Lord Rupert coughed. “Anything else, my dear?” he asked, with delicacy.
“Nothing,” said Léonie. “It is very curious, do you not think? For where can the girl be?”
“That’s what beats me,” confessed Rupert. “Not but what I never thought to find her here. But if she’s not, why is Vidal? That’s what I don’t understand. Now, I’ve been talking to the grooms. All I can find is that Vidal left Paris by the Port Royal to-day. Naturally, I don’t like to ask ’em point-blank if he’d a wench with him, and none of ’em — ”
“Why not?” interrupted the Duchess.
“Burn it, you can’t ask lackeys questions like that, Léonie!”
“I do not see why not. I want to know, and if I do not ask who will tell me?”
“They’ll never tell you, anyway, my dear,” his lordship informed her.
Dinner was over when Fletcher at last put in an appearance, and Rupert and Léonie had repaired to the library.
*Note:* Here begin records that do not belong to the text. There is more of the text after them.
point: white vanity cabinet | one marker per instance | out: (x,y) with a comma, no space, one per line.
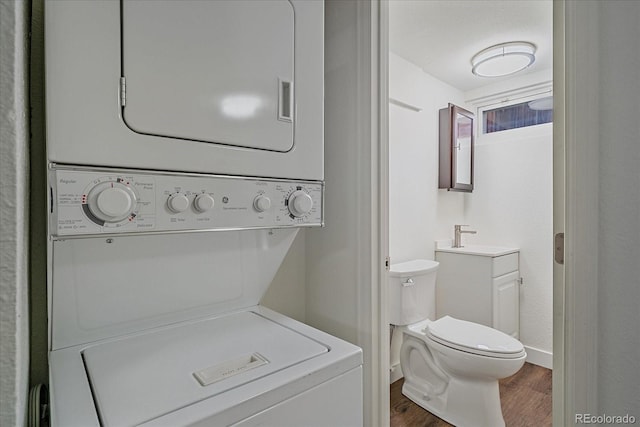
(480,284)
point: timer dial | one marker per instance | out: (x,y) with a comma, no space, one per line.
(111,201)
(300,203)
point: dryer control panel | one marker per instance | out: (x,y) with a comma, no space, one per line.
(114,201)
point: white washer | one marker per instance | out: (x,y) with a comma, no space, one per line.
(166,119)
(154,326)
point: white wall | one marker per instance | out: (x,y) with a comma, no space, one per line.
(344,259)
(419,213)
(619,208)
(287,293)
(14,213)
(511,204)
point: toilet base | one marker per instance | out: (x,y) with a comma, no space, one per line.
(462,403)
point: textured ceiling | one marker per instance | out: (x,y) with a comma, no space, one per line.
(441,36)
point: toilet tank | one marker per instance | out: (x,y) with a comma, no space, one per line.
(412,291)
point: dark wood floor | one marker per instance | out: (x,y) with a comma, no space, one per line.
(525,398)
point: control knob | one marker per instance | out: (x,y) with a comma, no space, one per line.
(111,201)
(204,202)
(300,203)
(178,202)
(262,203)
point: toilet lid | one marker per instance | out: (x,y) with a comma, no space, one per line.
(474,338)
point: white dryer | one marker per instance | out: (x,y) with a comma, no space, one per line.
(152,325)
(225,86)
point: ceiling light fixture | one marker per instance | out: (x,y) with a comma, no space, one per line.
(503,59)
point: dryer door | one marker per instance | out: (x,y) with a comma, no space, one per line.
(218,72)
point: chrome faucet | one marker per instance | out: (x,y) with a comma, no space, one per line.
(457,229)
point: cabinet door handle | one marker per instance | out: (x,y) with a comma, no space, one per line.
(285,100)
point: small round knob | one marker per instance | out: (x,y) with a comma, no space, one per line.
(178,202)
(262,203)
(204,202)
(111,201)
(300,203)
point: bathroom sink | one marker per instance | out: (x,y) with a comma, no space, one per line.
(491,251)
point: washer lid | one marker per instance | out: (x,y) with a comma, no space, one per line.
(474,338)
(145,376)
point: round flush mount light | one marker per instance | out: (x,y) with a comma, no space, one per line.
(503,59)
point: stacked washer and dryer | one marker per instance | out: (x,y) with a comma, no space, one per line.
(185,149)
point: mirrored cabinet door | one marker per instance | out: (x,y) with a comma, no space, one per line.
(456,149)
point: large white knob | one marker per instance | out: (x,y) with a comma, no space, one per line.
(262,203)
(300,203)
(112,201)
(204,202)
(178,202)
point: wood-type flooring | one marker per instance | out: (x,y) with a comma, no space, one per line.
(525,398)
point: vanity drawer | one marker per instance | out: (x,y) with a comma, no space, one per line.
(505,264)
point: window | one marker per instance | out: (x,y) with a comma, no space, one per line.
(515,116)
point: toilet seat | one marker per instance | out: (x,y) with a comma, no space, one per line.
(474,338)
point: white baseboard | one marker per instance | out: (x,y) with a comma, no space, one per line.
(395,373)
(539,357)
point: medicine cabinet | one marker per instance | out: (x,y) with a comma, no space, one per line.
(456,149)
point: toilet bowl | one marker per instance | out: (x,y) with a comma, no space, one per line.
(451,367)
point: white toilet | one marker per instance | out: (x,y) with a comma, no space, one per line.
(451,367)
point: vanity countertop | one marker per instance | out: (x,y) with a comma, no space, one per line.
(490,251)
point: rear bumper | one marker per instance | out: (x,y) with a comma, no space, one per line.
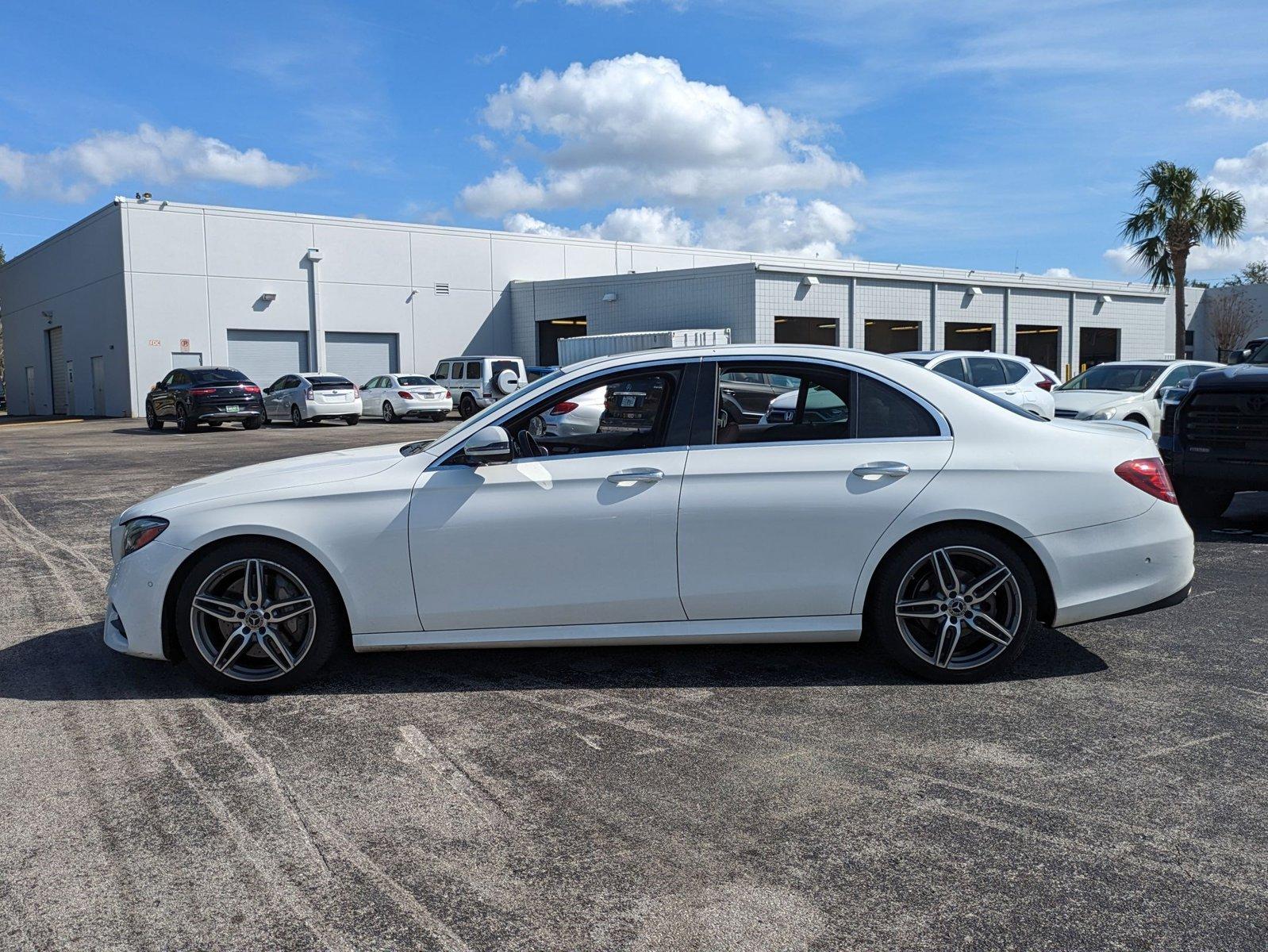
(1119,568)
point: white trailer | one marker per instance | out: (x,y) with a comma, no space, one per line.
(601,345)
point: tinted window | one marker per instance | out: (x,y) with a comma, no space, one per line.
(986,371)
(886,413)
(952,368)
(1013,371)
(216,374)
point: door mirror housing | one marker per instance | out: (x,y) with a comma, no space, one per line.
(489,447)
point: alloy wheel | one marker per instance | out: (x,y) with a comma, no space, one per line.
(959,608)
(252,620)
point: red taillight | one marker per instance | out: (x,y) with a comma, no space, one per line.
(1147,476)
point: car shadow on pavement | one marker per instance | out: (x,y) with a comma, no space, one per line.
(72,665)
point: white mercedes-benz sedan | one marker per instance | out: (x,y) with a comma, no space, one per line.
(937,520)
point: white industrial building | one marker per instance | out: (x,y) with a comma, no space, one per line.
(97,313)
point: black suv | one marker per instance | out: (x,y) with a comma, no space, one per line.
(205,394)
(1215,434)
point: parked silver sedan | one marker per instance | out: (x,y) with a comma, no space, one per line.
(402,396)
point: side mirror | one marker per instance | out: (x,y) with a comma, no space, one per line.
(487,447)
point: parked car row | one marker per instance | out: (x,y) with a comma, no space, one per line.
(220,394)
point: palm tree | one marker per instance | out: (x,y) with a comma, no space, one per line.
(1174,216)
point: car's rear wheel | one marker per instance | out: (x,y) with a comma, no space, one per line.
(954,605)
(1202,502)
(255,616)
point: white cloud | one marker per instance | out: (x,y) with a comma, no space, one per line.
(1230,103)
(1248,175)
(636,129)
(774,225)
(144,157)
(486,59)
Fletcher came in, sedate as ever, and begged her grace’s pardon for having been out when she arrived. Léonie brushed that aside, and once more demanded to know her son’s whereabouts.
“I think, your grace,” he answered guardedly, “that his lordship has gone to Dijon.”
Lord Rupert stared at him. “What in the fiend’s name does he want in Dijon?” he asked.